Each year, new scandals emerge. Eligibility battles go to court, players collapse in grueling August practices, and cheerleading tryouts turn into nasty feuds. A recent poll found that as many as 68 percent of Texans think the sport is overemphasized in schools, and a study showed that in some districts, football coaches make twice as much as teachers.

In addition, two decades of steady migration from Northern and Western states and an increase in the state's Hispanic population have changed the state's cultural flavor. A place that once viewed itself as a bastion of rugged individualism typified by roughnecks and ranchers is becoming a technological center where education often matters more than gridiron heroics.

"We're seeing a lot more kids who are not as eager to participate," says Bill Farney, executive director of the state's football governing body, the University Interscholastic League.

For years, Mr. Farney continues, football was the only means for isolated Texas communities to test themselves. Games were civic events, social occasions, and often the sole source of entertainment.

To young men, the game was a test of manhood and stature that marked them for life. "If you were a football player, the community stamped you as someone who could get with it," Farney says. "Unless you played football, you weren't considered a strong person."

Nowadays, Farney says, that culture is disappearing. Jobs that require physical labor are declining, and the popularity of fast food and TV has produced a generation of kids who are not as physically fit. According to Farney, many parents believe the value of the physical skills football teaches no longer outweighs the game's relatively high risk of injury. They tend to steer their children to sports like soccer, tennis, and golf, he says.
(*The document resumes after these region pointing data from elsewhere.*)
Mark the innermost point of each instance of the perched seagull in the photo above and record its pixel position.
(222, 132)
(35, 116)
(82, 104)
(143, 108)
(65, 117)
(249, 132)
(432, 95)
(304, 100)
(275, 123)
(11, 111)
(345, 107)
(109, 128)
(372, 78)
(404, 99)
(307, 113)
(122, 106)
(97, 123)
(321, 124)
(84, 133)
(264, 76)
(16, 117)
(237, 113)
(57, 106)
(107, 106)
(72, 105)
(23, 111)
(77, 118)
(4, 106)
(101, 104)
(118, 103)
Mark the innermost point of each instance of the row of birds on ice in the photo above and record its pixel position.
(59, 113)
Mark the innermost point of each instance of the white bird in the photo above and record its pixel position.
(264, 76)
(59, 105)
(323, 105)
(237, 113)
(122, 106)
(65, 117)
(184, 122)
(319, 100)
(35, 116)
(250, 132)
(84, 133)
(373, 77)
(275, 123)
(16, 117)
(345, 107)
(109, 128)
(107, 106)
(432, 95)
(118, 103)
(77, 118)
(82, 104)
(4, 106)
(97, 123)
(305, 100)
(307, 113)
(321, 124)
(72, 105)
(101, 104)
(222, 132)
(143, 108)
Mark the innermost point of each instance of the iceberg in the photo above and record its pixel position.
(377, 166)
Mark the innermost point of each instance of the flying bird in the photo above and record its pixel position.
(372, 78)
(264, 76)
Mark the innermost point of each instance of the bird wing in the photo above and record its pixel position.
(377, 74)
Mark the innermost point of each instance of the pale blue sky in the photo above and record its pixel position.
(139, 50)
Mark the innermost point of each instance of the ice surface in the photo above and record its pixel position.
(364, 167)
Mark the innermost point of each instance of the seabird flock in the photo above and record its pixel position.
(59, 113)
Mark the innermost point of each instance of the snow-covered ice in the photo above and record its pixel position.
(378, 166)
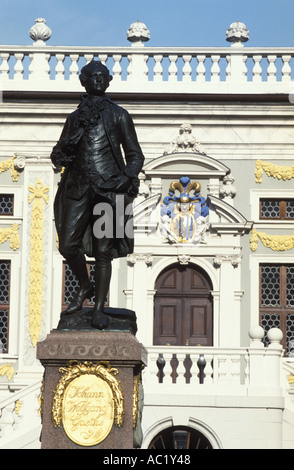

But whatever societal forces are at work, Farney and other observers agree that the core issue is football's effect on education. At a time when many schools are struggling to meet basic operational costs, some parents are outraged that football coaches at the same schools make as much as $80,000. To critics, and even some coaches, there's been a confusion of priorities.

"Sports are part of an overall education process," says Eddie Joseph, executive director of the Texas High School Coaches Association. "The primary purpose of schools in Texas is to educate children, and ... that is the most important thing."

Yet despite mounting calls for reform, a recent University of Texas poll found that 78 percent of Texans agree that football is important in schools. It's a conclusion that seems to transcend race, gender, and geography in this far-flung state.

Texas A&M's Professor Albrecht, for one, is not surprised. He's argued for years in his sociology of sport classes that football is an excellent way to build life skills like discipline, physical fitness, and teamwork. He cites studies that show football players tend to have higher-than-average grades and that football often keeps students in school who would otherwise drop out. Moreover, he says, high school football has played an invaluable role in integration, and in fostering community pride.

Nevertheless, for many Texans, the love affair with football is all but over. Colleen Delatour, a former high school cheerleader, is one of them. Cheerleading was an experience she never would have traded, the Dallas mother of three says, until college.

"I realized that I was not prepared to perform on a college level," she says. "All the time I spent on cheerleading really took me away from my studies ... I won't say I regret what I did, but I won't encourage my kids to take football so seriously."